What My Routine Actually Looks Like Now
☀️ Mornings
La Roche-Posay Toleriane cleanser, then CeraVe AM Lotion with SPF 30. The same two steps that started this, still doing the job months later.
🌙 Evenings
Same cleanser, then CeraVe PM Lotion. Anything beyond this has come later, based on specific observations — not based on ever settling on a definitive “skin type.”
Questions I Get Asked a Lot
So skin type quizzes are useless?
I wouldn’t go that far — they might be a useful starting conversation for some people. For me, specifically, they became an obstacle because I treated their output as something I needed to resolve before acting, and the conflicting results made that resolution feel impossible. If a quiz gives you a quick general sense and you move on, that’s different from what happened to me.
How long should I “just observe” before choosing products based on what I notice?
For me, a few weeks was enough to notice the patterns I mentioned — oilier T-zone, seasonal dryness. I don’t think there’s a precise number that’s right for everyone, but “long enough to notice a pattern, not just a single day” seems like a reasonable rough guide.
What if the gentle starting products don’t seem to do anything?

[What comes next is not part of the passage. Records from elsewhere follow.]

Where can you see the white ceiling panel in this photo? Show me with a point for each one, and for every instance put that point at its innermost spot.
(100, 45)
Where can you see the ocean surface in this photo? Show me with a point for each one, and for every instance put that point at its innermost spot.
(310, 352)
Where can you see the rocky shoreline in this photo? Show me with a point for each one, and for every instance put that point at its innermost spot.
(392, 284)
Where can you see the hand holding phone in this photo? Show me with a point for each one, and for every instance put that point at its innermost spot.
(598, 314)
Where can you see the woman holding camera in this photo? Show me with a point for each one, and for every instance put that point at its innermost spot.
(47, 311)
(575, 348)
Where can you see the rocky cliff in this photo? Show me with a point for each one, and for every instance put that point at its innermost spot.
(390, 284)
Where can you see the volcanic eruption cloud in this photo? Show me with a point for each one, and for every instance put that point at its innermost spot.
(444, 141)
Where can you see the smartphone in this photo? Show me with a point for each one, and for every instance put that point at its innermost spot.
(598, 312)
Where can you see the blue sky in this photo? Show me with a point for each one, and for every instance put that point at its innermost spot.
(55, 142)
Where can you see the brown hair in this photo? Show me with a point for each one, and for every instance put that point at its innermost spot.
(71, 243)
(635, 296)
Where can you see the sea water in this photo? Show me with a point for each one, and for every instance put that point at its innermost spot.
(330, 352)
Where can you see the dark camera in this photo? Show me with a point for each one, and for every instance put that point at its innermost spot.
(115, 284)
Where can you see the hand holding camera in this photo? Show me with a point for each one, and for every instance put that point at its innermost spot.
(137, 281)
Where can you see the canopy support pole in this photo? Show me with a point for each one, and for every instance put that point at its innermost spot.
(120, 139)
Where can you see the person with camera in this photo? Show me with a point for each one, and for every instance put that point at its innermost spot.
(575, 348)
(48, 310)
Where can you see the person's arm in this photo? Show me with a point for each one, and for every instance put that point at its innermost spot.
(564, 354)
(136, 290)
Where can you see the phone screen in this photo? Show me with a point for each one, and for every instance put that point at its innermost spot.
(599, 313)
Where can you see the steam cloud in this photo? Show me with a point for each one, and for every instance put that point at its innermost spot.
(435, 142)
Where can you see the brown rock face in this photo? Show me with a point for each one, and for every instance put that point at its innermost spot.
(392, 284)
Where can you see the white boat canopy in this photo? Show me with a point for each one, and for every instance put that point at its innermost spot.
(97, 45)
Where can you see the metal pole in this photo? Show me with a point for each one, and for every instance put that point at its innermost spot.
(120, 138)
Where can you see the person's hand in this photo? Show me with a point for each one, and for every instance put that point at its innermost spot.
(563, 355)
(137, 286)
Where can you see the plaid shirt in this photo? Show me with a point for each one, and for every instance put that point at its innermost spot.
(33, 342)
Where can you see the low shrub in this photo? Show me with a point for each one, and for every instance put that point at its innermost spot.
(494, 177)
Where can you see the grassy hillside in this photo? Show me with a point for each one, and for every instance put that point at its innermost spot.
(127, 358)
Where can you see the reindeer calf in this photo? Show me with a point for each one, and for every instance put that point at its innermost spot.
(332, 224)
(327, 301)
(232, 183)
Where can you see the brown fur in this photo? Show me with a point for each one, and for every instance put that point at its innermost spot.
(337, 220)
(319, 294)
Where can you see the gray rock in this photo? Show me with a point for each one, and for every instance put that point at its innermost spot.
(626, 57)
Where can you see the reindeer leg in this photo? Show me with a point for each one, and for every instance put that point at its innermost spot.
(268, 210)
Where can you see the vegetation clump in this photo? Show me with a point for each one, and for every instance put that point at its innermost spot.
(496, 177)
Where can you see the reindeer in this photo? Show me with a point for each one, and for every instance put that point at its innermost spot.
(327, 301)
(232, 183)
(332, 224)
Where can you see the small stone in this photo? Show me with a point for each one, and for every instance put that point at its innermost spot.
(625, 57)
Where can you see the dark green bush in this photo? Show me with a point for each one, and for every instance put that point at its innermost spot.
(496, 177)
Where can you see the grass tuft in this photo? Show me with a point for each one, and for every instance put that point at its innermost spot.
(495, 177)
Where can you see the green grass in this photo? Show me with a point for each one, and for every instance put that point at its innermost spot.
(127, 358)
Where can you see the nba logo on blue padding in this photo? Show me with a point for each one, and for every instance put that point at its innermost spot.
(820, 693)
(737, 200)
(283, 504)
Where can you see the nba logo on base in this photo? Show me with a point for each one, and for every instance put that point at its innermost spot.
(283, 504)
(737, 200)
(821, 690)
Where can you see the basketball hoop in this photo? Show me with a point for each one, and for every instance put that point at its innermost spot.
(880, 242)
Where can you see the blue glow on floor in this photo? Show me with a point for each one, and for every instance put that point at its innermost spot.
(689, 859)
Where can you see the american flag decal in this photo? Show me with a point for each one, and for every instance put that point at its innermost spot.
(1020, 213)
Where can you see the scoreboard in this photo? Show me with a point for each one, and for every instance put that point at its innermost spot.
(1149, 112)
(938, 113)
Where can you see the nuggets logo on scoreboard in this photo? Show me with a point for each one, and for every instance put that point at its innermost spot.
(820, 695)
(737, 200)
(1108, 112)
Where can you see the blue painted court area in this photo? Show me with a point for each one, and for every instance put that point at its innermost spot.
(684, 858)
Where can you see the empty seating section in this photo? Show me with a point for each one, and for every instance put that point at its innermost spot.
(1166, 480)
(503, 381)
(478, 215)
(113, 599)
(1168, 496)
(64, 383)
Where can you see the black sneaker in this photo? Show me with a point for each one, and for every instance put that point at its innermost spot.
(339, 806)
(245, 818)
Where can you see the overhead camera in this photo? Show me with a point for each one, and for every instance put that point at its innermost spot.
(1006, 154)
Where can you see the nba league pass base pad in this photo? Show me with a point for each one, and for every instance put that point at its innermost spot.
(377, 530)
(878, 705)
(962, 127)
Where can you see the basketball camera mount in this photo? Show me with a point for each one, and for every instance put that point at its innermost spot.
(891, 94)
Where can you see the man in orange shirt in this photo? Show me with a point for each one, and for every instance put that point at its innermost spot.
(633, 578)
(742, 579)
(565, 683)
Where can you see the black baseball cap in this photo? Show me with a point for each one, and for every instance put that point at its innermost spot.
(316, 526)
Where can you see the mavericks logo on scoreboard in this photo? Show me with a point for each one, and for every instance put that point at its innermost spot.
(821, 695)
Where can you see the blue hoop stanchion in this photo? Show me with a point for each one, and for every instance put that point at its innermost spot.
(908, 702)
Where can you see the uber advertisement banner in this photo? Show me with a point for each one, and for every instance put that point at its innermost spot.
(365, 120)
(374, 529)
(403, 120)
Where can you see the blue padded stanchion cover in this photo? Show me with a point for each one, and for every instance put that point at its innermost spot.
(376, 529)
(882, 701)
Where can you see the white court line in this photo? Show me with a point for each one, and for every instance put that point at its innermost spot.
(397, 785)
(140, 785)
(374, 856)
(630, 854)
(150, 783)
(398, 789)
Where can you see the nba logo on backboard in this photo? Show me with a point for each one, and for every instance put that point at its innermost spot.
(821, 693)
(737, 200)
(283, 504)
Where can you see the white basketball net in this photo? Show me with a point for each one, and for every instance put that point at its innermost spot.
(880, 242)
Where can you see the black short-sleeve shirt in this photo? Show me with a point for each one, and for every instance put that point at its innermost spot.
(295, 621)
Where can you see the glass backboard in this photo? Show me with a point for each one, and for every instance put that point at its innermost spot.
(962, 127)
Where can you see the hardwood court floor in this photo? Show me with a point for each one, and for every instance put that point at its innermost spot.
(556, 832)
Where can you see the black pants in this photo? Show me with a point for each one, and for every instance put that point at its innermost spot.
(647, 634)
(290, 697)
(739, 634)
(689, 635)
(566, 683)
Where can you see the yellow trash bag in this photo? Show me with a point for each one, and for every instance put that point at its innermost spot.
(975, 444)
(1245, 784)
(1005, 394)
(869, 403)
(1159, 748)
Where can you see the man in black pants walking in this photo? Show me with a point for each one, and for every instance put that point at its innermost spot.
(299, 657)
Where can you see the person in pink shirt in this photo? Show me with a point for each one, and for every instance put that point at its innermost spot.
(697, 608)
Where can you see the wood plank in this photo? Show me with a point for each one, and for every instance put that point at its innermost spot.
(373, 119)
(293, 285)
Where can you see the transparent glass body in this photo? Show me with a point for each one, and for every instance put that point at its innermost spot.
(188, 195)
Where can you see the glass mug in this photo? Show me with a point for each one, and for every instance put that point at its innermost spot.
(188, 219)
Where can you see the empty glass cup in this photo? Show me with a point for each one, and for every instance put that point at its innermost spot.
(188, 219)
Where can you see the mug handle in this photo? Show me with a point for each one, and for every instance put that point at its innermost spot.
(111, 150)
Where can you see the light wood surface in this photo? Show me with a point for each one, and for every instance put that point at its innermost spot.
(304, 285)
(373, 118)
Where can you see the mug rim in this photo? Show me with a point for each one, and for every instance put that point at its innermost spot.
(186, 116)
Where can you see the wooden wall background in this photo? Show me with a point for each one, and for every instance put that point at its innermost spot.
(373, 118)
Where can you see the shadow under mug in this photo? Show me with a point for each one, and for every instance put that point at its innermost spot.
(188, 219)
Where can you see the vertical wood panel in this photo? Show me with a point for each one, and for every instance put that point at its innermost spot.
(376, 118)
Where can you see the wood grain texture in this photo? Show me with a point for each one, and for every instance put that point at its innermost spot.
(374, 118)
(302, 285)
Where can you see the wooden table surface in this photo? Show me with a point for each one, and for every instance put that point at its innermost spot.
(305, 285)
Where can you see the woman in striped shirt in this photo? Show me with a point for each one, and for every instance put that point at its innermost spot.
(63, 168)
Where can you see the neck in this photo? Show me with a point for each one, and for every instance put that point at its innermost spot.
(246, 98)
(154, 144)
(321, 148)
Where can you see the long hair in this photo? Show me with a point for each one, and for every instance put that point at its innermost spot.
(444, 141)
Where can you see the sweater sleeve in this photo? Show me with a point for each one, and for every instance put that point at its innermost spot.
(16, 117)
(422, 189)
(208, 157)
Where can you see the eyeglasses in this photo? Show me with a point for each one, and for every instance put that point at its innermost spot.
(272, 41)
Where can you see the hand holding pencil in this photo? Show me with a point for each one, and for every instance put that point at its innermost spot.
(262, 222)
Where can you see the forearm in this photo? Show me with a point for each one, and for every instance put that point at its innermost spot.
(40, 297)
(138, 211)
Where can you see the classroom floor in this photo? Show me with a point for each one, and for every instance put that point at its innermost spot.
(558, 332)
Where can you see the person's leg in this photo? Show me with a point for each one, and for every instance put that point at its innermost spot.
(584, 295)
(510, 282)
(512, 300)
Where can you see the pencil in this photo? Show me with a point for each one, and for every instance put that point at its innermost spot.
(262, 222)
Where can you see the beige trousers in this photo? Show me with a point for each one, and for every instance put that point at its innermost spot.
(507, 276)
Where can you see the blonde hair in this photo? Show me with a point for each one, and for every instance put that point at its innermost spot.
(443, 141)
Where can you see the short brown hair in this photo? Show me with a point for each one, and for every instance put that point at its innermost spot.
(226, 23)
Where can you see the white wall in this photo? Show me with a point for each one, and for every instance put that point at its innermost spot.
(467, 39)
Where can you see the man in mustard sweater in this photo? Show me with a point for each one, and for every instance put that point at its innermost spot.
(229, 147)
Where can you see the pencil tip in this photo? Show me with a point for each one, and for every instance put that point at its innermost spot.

For me, “doesn’t seem to do anything dramatic” was actually a fine outcome at the starting stage — the goal wasn’t a dramatic result, it was a baseline that let me notice how my skin behaved without that baseline itself being the source of any reaction.
Is it bad to start with the “wrong” products for your skin type if you don’t know it yet?
Based on my experience, starting with broadly gentle, fragrance-free basics seemed to reduce how much this mattered — they weren’t strongly “for” any particular type, which meant there wasn’t really a wrong choice to make at that stage in the way there might be with something more targeted.
The Actual Takeaway
“Know your skin type first” turned out to be advice that, taken literally, has no real starting point — the knowledge it asks for is generated by the thing it says should come after it. I don’t think the advice is wrong exactly, but I think it’s incomplete in a way that cost me years: starting with something gentle enough not to need that knowledge in advance is how the knowledge actually gets generated, not a workaround for not having it yet.
If “I don’t know my skin type” has been part of why you haven’t started anything, it might be worth considering that the not-knowing isn’t really the obstacle it feels like — it’s closer to the starting condition that basic, gentle products are designed for in the first place.